The patient was started on penicillin G, but 4 hours later, he developed a fever with a temperature of 100.2°F (37.9°C), which was assumed to be a Jarisch-Herxheimer reaction. The fever resolved by the next morning without further treatment.

His course was otherwise uneventful. The exanthema resolved within 3 months, and his liver function returned to normal.

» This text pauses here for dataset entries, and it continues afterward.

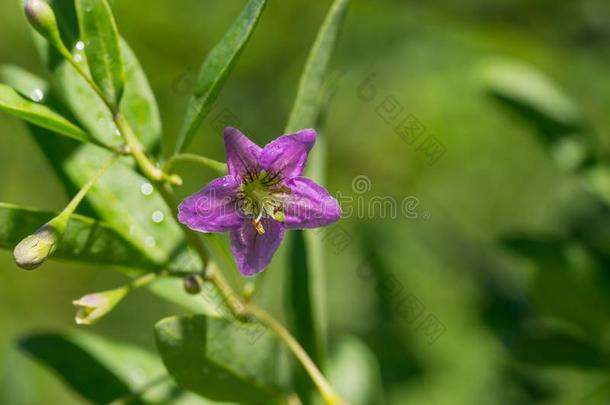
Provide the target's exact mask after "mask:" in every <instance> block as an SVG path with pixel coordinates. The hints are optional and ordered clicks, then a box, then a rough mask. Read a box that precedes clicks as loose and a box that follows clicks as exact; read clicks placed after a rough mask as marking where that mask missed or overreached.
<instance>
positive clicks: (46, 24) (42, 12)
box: [25, 0, 58, 39]
mask: <svg viewBox="0 0 610 405" xmlns="http://www.w3.org/2000/svg"><path fill="white" fill-rule="evenodd" d="M25 16H26V17H27V19H28V21H29V22H30V24H31V25H32V27H34V29H35V30H36V31H38V32H39V33H40V35H42V36H43V37H45V38H47V39H48V38H49V37H51V36H53V35H54V33H55V32H58V28H57V20H56V19H55V13H54V12H53V9H52V8H51V6H49V3H47V2H46V1H44V0H27V1H26V3H25Z"/></svg>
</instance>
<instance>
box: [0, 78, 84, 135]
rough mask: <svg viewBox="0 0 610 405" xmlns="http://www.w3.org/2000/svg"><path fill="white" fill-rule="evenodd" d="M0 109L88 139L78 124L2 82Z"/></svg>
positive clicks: (65, 133) (19, 116)
mask: <svg viewBox="0 0 610 405" xmlns="http://www.w3.org/2000/svg"><path fill="white" fill-rule="evenodd" d="M41 94H42V90H41ZM40 97H42V95H41V96H40ZM0 111H5V112H7V113H9V114H11V115H13V116H15V117H17V118H21V119H23V120H25V121H28V122H31V123H32V124H35V125H38V126H41V127H43V128H46V129H48V130H50V131H52V132H54V133H57V134H60V135H65V136H67V137H69V138H72V139H75V140H77V141H80V142H89V141H90V138H89V135H87V133H86V132H85V131H83V130H82V129H80V128H79V127H78V126H76V125H74V124H73V123H71V122H70V121H68V120H67V119H65V118H64V117H62V116H61V115H59V114H58V113H56V112H55V111H53V110H51V109H50V108H49V107H47V106H45V105H43V104H40V103H38V102H35V101H32V100H29V99H27V98H25V97H23V96H21V95H20V94H19V93H17V92H16V91H15V90H14V89H13V88H12V87H10V86H7V85H4V84H0Z"/></svg>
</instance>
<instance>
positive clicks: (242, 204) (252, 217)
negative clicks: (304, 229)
mask: <svg viewBox="0 0 610 405" xmlns="http://www.w3.org/2000/svg"><path fill="white" fill-rule="evenodd" d="M281 183H282V179H281V177H280V176H279V175H277V174H273V173H269V172H267V171H265V170H262V171H260V172H256V173H251V174H250V175H249V176H248V178H247V179H244V182H243V183H242V184H241V185H240V187H239V193H238V195H237V198H238V206H239V209H240V211H241V212H242V213H243V214H244V215H246V216H248V217H249V218H251V222H252V225H253V226H254V228H255V229H256V232H258V234H259V235H262V234H263V233H265V228H263V224H262V223H261V220H262V219H263V218H273V219H275V220H276V221H279V222H282V221H284V212H283V204H282V201H283V197H284V196H285V195H286V194H287V193H288V192H289V191H290V190H288V189H287V188H286V187H284V186H283V185H282V184H281Z"/></svg>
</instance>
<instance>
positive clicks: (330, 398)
mask: <svg viewBox="0 0 610 405" xmlns="http://www.w3.org/2000/svg"><path fill="white" fill-rule="evenodd" d="M248 309H249V311H250V312H251V313H252V314H253V315H254V316H256V317H257V318H258V320H259V321H260V322H261V323H263V324H264V325H265V326H267V327H268V328H269V329H271V330H272V331H273V332H275V334H276V335H277V336H278V337H279V338H280V339H282V341H283V342H284V343H285V344H286V346H288V348H290V350H291V351H292V352H293V353H294V355H295V356H296V358H297V359H298V360H299V361H300V362H301V364H303V367H304V368H305V370H306V371H307V373H309V376H310V377H311V379H312V381H313V382H314V384H315V385H316V387H317V388H318V390H319V391H320V394H321V395H322V399H324V402H325V403H326V404H327V405H342V404H346V403H345V401H344V400H343V399H341V397H340V396H339V395H338V394H337V393H335V391H334V390H333V388H332V387H331V386H330V384H329V383H328V381H326V378H324V376H323V375H322V373H321V372H320V370H319V369H318V367H317V366H316V365H315V363H314V362H313V361H312V360H311V358H310V357H309V355H308V354H307V353H306V352H305V350H303V348H302V347H301V345H300V344H299V342H297V341H296V339H295V338H294V337H292V335H291V334H290V332H288V330H286V328H285V327H284V326H283V325H282V324H281V323H279V322H278V321H277V320H276V319H275V318H274V317H272V316H271V315H270V314H269V313H268V312H267V311H265V310H263V309H262V308H260V307H258V306H257V305H255V304H250V305H249V306H248Z"/></svg>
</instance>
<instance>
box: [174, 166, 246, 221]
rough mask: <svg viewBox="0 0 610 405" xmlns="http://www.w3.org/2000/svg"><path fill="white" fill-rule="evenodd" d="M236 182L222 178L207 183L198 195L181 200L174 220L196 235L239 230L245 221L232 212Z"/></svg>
mask: <svg viewBox="0 0 610 405" xmlns="http://www.w3.org/2000/svg"><path fill="white" fill-rule="evenodd" d="M239 184H240V182H239V180H237V179H236V178H235V177H233V176H224V177H220V178H218V179H216V180H213V181H211V182H210V183H209V184H208V185H207V186H205V187H204V188H203V189H202V190H201V191H199V192H198V193H195V194H192V195H191V196H189V197H187V198H185V199H184V201H182V204H180V207H178V220H179V221H180V222H182V223H183V224H184V225H186V226H188V227H189V228H191V229H192V230H195V231H199V232H224V231H233V230H236V229H239V228H240V227H241V226H242V225H243V224H244V221H245V219H244V218H243V216H242V215H240V214H239V212H238V211H237V210H236V208H237V204H236V203H235V194H236V193H237V192H238V191H239Z"/></svg>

Five months later, the rapid plasma reagin test was repeated on an outpatient basis, and the result was normal.

SYPHILIS IS NOT A DISEASE OF THE PAST

Syphilis is caused by T pallidum and is mainly transmitted by sexual contact.¹

The incidence of syphilis has substantially increased in recent years in Japan^2,3 and worldwide.⁴ The typical patient is a young man who has sex with men, is infected with HIV, and has a history of syphilis infection.³ However, the rapid increase in syphilis infections in Japan in recent years is largely because of an increase in heterosexual transmission.³

Infectious in its early stages

Syphilis is potentially infectious in its early (primary, secondary, and early latent) stages.^1,5 The secondary stage generally begins 6 to 8 weeks after the primary infection¹ and presents with diverse symptoms, including arthralgia, condylomata lata, generalized lymphaden­opathy, maculopapular and papulosquamous exanthema, myalgia, and pharyngitis.¹

Liver dysfunction in secondary syphilis

Liver dysfunction is common in secondary syphilis, occurring in 25% to 50% of cases.⁵ The liver enzyme pattern in most cases is a disproportionate increase in the alkaline phosphatase level compared with modest elevations of aminotransferases and bilirubin.^2,5 However, some cases may show predominant hepatocellular damage (with prominent elevations in aminotransferase levels), and others may present with severe cholestasis (with prominent elevations in alkaline phosphatase and bilirubin) or even fulminant hepatic failure.^2,5

The diagnostic criteria for syphilitic hepatitis are abnormal liver enzyme levels, serologic evidence of syphilis in conjunction with acute clinical presentation of secondary syphilis, exclusion of alternative causes of liver dysfunction, and prompt recovery of liver function after antimicrobial therapy.^2,5

Pathogenic mechanisms in syphilitic hepatitis include direct portal venous inoculation and immune complex-mediated disease.² However, direct hepatotoxicity of the microorganism seems unlikely, as spirochetes are rarely detected in liver specimens.^2,5

Jarisch-Herxheimer reaction

The Jarisch-Herxheimer reaction is an acute febrile illness during the first 24 hours of antimicrobial treatment.^1,6 It is assumed to be due to lysis of large numbers of spirochetes, releasing lipopolysaccharides (endotoxins) that further incite the release of a range of cytokines, resulting in symptoms such as fever, chills, myalgias, headache, tachycardia, hyperventilation, vasodilation with flushing, and mild hypotension.^6,7

The frequency of Jarisch-Herxheimer reaction in syphilis and other spirochetal infections has varied widely in different reports.⁸ It is common in primary and secondary syphilis but usually does not occur in latent syphilis.⁶

Consider the diagnosis

Physicians should consider secondary syphilis in patients who present with characteristic generalized reddish macules and papules with papulosquamous lesions, including on the palms and soles as in our patient, and also in patients who have had unprotected sexual contact. Syphilis is not a disease of the past.

Acknowledgment: The authors thank Dr. Joel Branch, Shonan Kamakura General Hospital, Japan, for his editorial assistance.